The strong inside running of Dillon compliments the one-cut speed of Jones and gives the Packers one of the better running back duos in the league.

Fighting for a Roster Spot

Patrick Taylor

Patrick Taylor won the competition to be the team’s third running back last season after starting the year on the practice squad.

The former Memphis star played in 14 games and gained 31 yards on 10 carries while catching one pass for 17 yards.

The Packers know what Taylor can do. He won the third RB job on the strength of his special teams play and pass blocking ability. Those strengths will have to serve him well in the battle for a roster spot this season.

Tyler Goodson

Tyler Goodson is back after spending the 2022 season on the practice squad. The Iowa alum led the Packers in rushing yards last preseason. He is more dynamic with the ball in his hands than Taylor but wasn’t as good a blocker and contributed less on special teams.

The coaching staff liked Goodson’s potential enough to keep him around all year on the practice squad. He now needs to show enough improvement without the ball in his hands to earn a spot on the roster.

Lew Nichols

GM Brian Gutekunst selected Lew Nichols in the seventh round of this year’s draft. The Central Michigan product put up impressive numbers in college but needs to show he’s ready to play in the NFL.

Nichols should at least make the practice squad as the Packers tend to keep their draft picks around. At 5’11” and 222, he’s thick and has a low center of gravity.

The key to him winning a roster spot remains special teams and pass blocking. Nichols will get his chance to prove he can be the answer during training camp and preseason.

Emanuel Wilson

The Packers signed Emanuel Wilson as an undrafted free agent this spring. The Fort Valley State product loves to wear down defenses and recorded big rushing and receiving numbers in college.
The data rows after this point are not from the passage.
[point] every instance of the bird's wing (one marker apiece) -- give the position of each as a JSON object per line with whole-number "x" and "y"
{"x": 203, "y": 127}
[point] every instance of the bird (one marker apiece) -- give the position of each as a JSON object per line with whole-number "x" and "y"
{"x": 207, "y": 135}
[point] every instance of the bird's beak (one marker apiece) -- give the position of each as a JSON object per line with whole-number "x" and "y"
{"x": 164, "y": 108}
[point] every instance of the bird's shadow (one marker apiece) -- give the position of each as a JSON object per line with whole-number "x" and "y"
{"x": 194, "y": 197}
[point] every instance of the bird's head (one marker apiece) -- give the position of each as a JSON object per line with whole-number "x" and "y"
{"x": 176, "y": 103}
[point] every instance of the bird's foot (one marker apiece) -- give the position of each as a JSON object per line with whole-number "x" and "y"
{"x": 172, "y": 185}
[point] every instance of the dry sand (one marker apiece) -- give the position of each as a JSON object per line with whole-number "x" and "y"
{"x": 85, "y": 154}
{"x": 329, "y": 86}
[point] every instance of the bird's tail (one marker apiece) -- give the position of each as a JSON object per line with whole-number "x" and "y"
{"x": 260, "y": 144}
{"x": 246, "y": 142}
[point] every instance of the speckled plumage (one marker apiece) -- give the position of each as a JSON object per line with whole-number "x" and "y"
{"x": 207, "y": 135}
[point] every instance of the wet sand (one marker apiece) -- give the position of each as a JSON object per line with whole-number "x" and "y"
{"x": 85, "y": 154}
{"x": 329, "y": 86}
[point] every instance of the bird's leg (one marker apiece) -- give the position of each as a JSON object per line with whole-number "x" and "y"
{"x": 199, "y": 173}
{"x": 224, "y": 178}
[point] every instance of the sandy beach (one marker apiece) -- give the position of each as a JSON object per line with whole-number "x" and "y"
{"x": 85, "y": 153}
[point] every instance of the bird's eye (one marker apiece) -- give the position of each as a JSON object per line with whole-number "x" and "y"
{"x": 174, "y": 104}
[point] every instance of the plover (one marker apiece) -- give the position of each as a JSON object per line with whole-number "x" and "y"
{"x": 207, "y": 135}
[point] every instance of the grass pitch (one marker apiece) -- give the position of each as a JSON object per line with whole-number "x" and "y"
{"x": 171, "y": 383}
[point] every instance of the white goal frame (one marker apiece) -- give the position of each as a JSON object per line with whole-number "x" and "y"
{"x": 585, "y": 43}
He is making a big jump from Fort Valley State to the NFL, but many scouts feel he can be good enough to eventually make an NFL roster.

Wilson is a long shot with this running back group but hopes to make a strong first impression and at least earn a spot on the practice squad.

Three Key Questions

Packers Running Back Question Number 1: Will the Run Game Be Featured More?

With Jordan Love taking over for Aaron Rodgers, will Matt LaFleur lean on his running game a little more, especially early in the season?

The top pair could see more carries although the Packers will still likely be a team that passes more than they run the football.

How they distribute the carries will be an interesting question and how the running backs manage the potentially heavier load will be interesting.

Question Number 2: Who Will Be the Third Running Back

The battle to be the third running back is wide open. Taylor is a known quantity and a steady presence, but Goodson is a more dynamic runner. Nichols is a draft pick, and the Packers tend to keep them for at least a year. Wilson was a very productive back in college.

Special teams will be a factor in deciding who makes the roster as will the ability to pass protect. The team is likely to keep two running backs on the practice squad even if they keep three running backs on the initial 53-man roster.

Last year, they started the season with two running backs on the active roster before elevating Taylor from the practice squad after his options ran out. The need to keep a player at another position may determine whether the team initially keeps two or three backs.

Packers Running Back Question 3: Will A.J. Dillon Have a Big Contract Year?

The future is up in the air for both Jones and Dillon. Jones restructured his deal over the offseason to stay in Green Bay, but his projected cap hit for 2024 is $17.1 million according to That number is simply too high for a running back in the modern NFL. Jones will likely have to renegotiate again to stay with the Packers beyond 2023.

Dillon enters the final year of his entry-level deal and needs a big season to secure a lucrative deal for 2024. Many players have their best seasons in their contract year and the Packers certainly hope that will be true for Dillon as well. He certainly has the incentive to have a big year in 2023.